No, maybe it’s not age. Maybe we just feel like we know this place. For almost two years, we have grown and Yale has grown. Exciting things are happening on campus: a new batch of Yale College Council Officers will be elected in the next few days, Yale will open a brand new college in Singapore in 2013, and two new residential colleges will open their doors to students in 2015. Yale is in motion.

But we are in motion, too! Exciting things are happening in our lives as sophomores! We are on the verge of declaring majors, starting to find some sort of direction, settled into our residential colleges, established citizens the New Haven community, and members of something larger than ourselves. Finally. We feel it: we feel like we, in some shape or form, embody what is Yale.

And then I hear this number: one-half. It sounds incomplete. It sounds fragmented. Yet, there is a resounding beauty in the fact that there is something yet to be fulfilled.

One-half (noun): The part of the Yale experience that we, as sophomores, have almost completed.

No, no, no. Let’s take a step back, friends.

One-half (noun): The part of the Yale experience that we, as sophomores, have left to enjoy, to savor, to cherish.
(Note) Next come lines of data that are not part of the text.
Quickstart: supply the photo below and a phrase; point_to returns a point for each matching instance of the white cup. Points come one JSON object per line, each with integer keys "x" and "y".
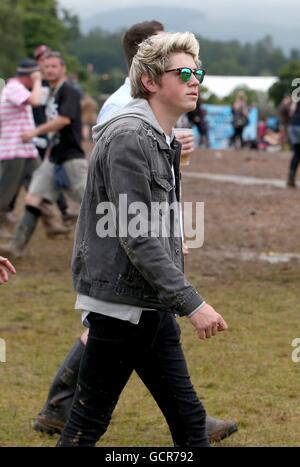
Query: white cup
{"x": 185, "y": 157}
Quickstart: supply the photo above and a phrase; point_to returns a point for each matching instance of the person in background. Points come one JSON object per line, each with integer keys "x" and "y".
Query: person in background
{"x": 5, "y": 268}
{"x": 18, "y": 159}
{"x": 56, "y": 410}
{"x": 53, "y": 226}
{"x": 66, "y": 167}
{"x": 239, "y": 119}
{"x": 198, "y": 117}
{"x": 294, "y": 134}
{"x": 284, "y": 111}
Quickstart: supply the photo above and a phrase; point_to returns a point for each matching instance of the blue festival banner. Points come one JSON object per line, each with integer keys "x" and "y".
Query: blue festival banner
{"x": 220, "y": 129}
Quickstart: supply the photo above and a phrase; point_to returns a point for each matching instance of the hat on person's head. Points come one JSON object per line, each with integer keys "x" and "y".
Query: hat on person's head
{"x": 27, "y": 67}
{"x": 40, "y": 51}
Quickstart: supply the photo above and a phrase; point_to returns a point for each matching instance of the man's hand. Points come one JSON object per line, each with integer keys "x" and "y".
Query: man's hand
{"x": 208, "y": 322}
{"x": 5, "y": 267}
{"x": 28, "y": 135}
{"x": 187, "y": 142}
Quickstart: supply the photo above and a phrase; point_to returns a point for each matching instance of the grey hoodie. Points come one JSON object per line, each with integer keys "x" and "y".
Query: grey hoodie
{"x": 131, "y": 158}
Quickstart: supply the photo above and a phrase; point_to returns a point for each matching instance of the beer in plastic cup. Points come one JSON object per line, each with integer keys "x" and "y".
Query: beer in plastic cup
{"x": 184, "y": 158}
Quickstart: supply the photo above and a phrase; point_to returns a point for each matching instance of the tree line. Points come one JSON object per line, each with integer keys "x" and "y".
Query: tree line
{"x": 24, "y": 24}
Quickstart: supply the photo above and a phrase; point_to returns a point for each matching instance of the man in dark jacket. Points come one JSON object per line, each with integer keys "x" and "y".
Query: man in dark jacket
{"x": 127, "y": 272}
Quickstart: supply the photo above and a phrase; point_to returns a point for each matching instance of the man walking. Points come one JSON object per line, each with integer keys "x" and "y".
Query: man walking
{"x": 66, "y": 167}
{"x": 133, "y": 285}
{"x": 18, "y": 159}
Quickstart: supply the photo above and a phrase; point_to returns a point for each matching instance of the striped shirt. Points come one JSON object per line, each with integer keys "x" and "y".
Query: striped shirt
{"x": 16, "y": 118}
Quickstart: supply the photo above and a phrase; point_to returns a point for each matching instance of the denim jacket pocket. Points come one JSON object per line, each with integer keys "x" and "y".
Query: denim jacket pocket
{"x": 161, "y": 187}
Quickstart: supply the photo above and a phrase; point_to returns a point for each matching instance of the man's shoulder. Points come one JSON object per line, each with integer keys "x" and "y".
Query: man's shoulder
{"x": 125, "y": 124}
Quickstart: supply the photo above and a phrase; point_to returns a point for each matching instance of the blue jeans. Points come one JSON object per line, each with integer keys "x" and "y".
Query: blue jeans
{"x": 152, "y": 348}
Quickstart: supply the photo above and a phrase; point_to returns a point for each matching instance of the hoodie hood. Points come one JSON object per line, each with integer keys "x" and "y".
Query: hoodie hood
{"x": 137, "y": 108}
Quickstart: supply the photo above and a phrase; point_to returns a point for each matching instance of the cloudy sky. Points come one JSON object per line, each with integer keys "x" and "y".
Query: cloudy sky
{"x": 264, "y": 11}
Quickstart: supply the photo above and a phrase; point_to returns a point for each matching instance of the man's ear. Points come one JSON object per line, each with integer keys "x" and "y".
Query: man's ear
{"x": 149, "y": 84}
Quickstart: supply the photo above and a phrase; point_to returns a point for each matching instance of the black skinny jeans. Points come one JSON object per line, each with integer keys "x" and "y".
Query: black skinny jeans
{"x": 152, "y": 348}
{"x": 295, "y": 158}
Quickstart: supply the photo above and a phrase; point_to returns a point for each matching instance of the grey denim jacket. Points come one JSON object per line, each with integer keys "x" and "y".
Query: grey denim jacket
{"x": 131, "y": 158}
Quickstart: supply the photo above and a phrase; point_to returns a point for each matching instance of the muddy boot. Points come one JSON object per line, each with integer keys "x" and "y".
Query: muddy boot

The part of the Yale experience that we have left to blossom as individuals, to embrace all that is offered here in this community, to build friendships that will last far, far outside the walls of these castle-like residential colleges. One-half cannot capture what will happen in two full years of exploration, of challenge, and of fun.

I truly believe–deep down in this heart that has only been through “one-half” of the Yale experience–that this place has changed me: I have grown here. But “one-half” is not a descriptor that even begins to describe how much I will grow in my upcoming two years at Yale.  Let’s not forget about the second half.